Six years ago, Gray foresaw the challenges MPD is confronting today.

In 2017, his “Force of 4,200 – Police Officer Recruitment and Retention Emergency Act” sought to stem attrition and attract new talent to MPD. Unfortunately, the then-chair of the Judiciary Committee did not hold a hearing on the legislation; subsequently, it died. Now, MPD has nearly 500 fewer officers and public safety is the top concern of District residents.

“In the District today, we have fewer police officers than at any moment in the past 20 years. At the same time, we are experiencing a 20-year high in homicides. Tragic and brazen crimes are in the headlines nearly every day. School children are robbed at gunpoint. Our roads are increasingly dangerous. Sadly, the list goes on,” said Gray. “After a horrendous crime or crime spree, we hear residents call for more police. The frustrating reality is that there are no more police. When we assign a patrol to a neighborhood, Metro station or anywhere else, we are taking that resource away from a different location.”

“In 2011, then-Chief Cathy Lanier stated that ‘we’re going to have trouble’ if we fall below 3,800 sworn officers. Lanier was right. We have serious trouble now. Homicides, car-jackings, and robberies against residents and businesses plague our neighborhoods,” said Gray, whose four years as mayor were the four years with the least homicides in the past 50 years.

“Chief Lanier wanted 4,000 officers. When I was mayor we were able to achieve that mark. In turn, we saw homicides reduced to a generational low. Indeed, one look at homicide rates compared with the number of MPD officers is eye-opening. Throughout the past 20 years, when we have more police we see a reduced number of homicides,” said Gray. “I applaud Mayor Bowser in stating her desire to increase the ranks of MPD and I hope that my legislation assists her in achieving that objective.”

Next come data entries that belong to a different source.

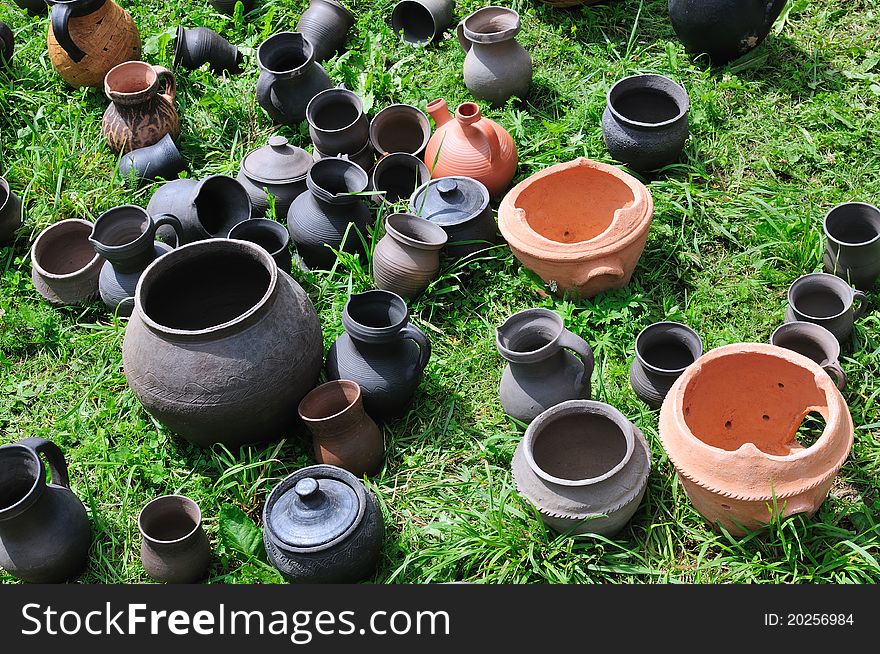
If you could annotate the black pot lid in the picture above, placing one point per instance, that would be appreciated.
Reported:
(450, 200)
(277, 163)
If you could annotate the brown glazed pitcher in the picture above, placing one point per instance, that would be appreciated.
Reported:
(139, 116)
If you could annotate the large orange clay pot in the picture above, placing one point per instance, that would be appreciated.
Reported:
(470, 146)
(580, 225)
(729, 425)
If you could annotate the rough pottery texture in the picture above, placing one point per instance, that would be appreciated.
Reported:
(729, 426)
(580, 225)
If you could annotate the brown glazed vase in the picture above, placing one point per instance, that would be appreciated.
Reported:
(729, 426)
(342, 433)
(580, 225)
(139, 115)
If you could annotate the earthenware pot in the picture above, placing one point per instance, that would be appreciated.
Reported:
(723, 29)
(321, 525)
(325, 23)
(580, 225)
(342, 433)
(65, 266)
(44, 529)
(826, 300)
(407, 259)
(329, 216)
(221, 346)
(645, 123)
(663, 351)
(584, 466)
(89, 37)
(139, 115)
(289, 77)
(541, 372)
(472, 146)
(729, 425)
(852, 243)
(197, 46)
(174, 547)
(380, 350)
(460, 205)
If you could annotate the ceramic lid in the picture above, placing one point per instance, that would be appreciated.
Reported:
(277, 163)
(449, 200)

“Our goal should be to have the best police department in the country. We must create conditions that reward high-quality officers and attract the finest recruits,” said Gray. “We can reform policing and improve public safety at the same time. It is clear that some well-intended efforts to reform policing have had unintended consequences. Police attrition is having a deleterious effect on public safety. As public officials we often must do two things at once. In this instance, we must continue our reform efforts, but at the same time not preside over a dwindling police department and eroding public safety.”

“I have and will continue to support a wide range of programs and efforts that steer people away from crime and protect public safety. Education, economic opportunity, violence interruption, mental health, social wraparound and other wholistic approaches work,” said Gray. “Law enforcement and community policing are also key ingredients in crime prevention. It is clear to me that we have created policies that compromise the effectiveness of MPD. We must revisit those policies, rethink them and alter our course.”

“My legislation alone is not sufficient to restore MPD to the numbers whereby it can adequately protect District residents from crime, but it is a start,” said Gray. “We are experiencing a public safety crisis. All hands on deck. I encourage my colleagues to put forward their ideas for improving public safety as quickly as possible.”

A copy of Gray’s legislation, the “Police Officer Recruitment and Retention Act of 2023,” can be found here.”